One obvious thing for regulation to address is customer screening (e.g. to ensure that export-controlled equipment and software is not being used by people who aren’t authorized to use it), though my understanding is that, at least in the DNA synthesis world, customer screening is an expensive mess.

It’s possible that certain kinds of cloud lab protocols should also face some kind of security screening (similar to sequence-based screening in DNA synthesis). The most appropriate form of security screening will range from “none, please let people do science” to “require a justification for specific experiments of this kind”. It’s the “specific experiments” in the last sentence that gets tricky; you can’t really point to a general-purpose protocol and say that it’s inherently dangerous.

Further Reading

(blog posts or short papers, semi-prioritized list)

  1. Erika Alden DeBenedictis: Automation is coming to life science (February 2022), Language is not enough (April 2023)
  2. Daniil A. Boiko, Robert MacKnight, Gabe Gomes.
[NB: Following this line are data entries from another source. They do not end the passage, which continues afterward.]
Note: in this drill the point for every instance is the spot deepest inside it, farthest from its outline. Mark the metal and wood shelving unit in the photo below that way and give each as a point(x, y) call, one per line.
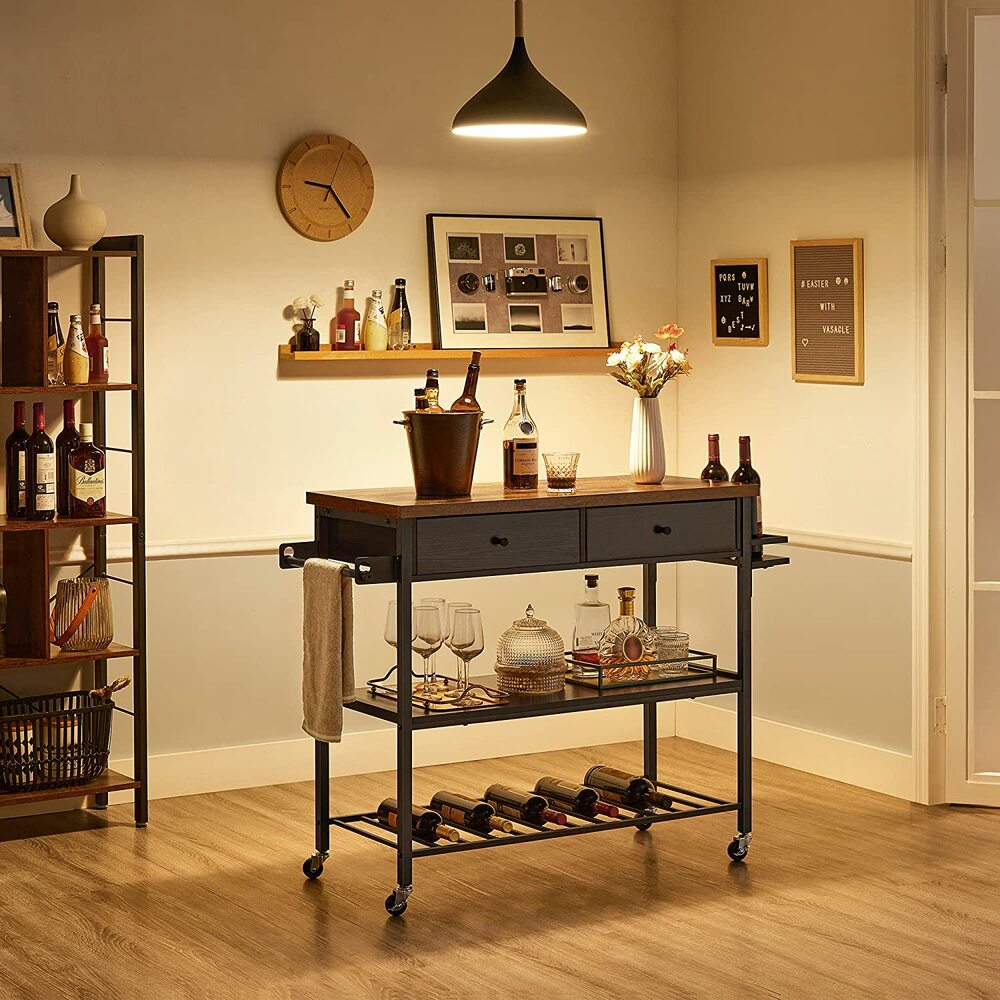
point(389, 536)
point(24, 286)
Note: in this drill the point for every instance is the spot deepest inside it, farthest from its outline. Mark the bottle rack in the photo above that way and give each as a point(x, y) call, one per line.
point(27, 576)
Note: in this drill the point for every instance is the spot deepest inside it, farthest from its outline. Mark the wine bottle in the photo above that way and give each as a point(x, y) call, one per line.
point(576, 798)
point(66, 443)
point(87, 477)
point(470, 813)
point(97, 348)
point(630, 790)
point(525, 806)
point(40, 459)
point(16, 450)
point(427, 824)
point(714, 472)
point(467, 401)
point(520, 444)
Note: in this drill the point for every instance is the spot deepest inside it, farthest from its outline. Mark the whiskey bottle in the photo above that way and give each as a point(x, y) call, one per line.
point(87, 477)
point(576, 798)
point(16, 451)
point(66, 443)
point(470, 813)
point(467, 401)
point(40, 481)
point(427, 824)
point(520, 444)
point(525, 806)
point(630, 790)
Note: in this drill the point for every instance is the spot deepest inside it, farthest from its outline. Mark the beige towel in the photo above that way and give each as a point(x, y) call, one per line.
point(327, 648)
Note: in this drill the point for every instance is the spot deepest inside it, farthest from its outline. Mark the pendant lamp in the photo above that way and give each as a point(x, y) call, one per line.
point(519, 103)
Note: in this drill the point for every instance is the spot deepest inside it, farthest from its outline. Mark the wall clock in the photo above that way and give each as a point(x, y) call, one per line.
point(325, 187)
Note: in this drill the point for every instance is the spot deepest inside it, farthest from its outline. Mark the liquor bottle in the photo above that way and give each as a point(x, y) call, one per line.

Emergent autonomous scientific research capabilities of large language models (April 2023)
  3. Global Biofoundries Alliance (I recommend just scrolling their website, but you could also check out Building a global alliance of biofoundries (May 2019) or Pandemic preparedness: synthetic biology and publicly funded biofoundries can rapidly accelerate response time (January 2022)
  4. Tessa Alexanian: The Case for Modular Lab Automation (October 2019)
  5. [ETA 2026] I also wrote Develop a Screening Framework Guidance for AI-Enabled Automated Labs for the FAS AI x Bio Sprint in December 2023 and recommend Abhishaike Mahajan, Heuristics for lab robotics, and where its future may go (February 2026)

1 Though even if you don’t need to know which buttons to press on the mass spec, you need to understand appropriate experimental settings — should you set the mass spec’s IonSource to ESI or MALDI? I sure don’t know!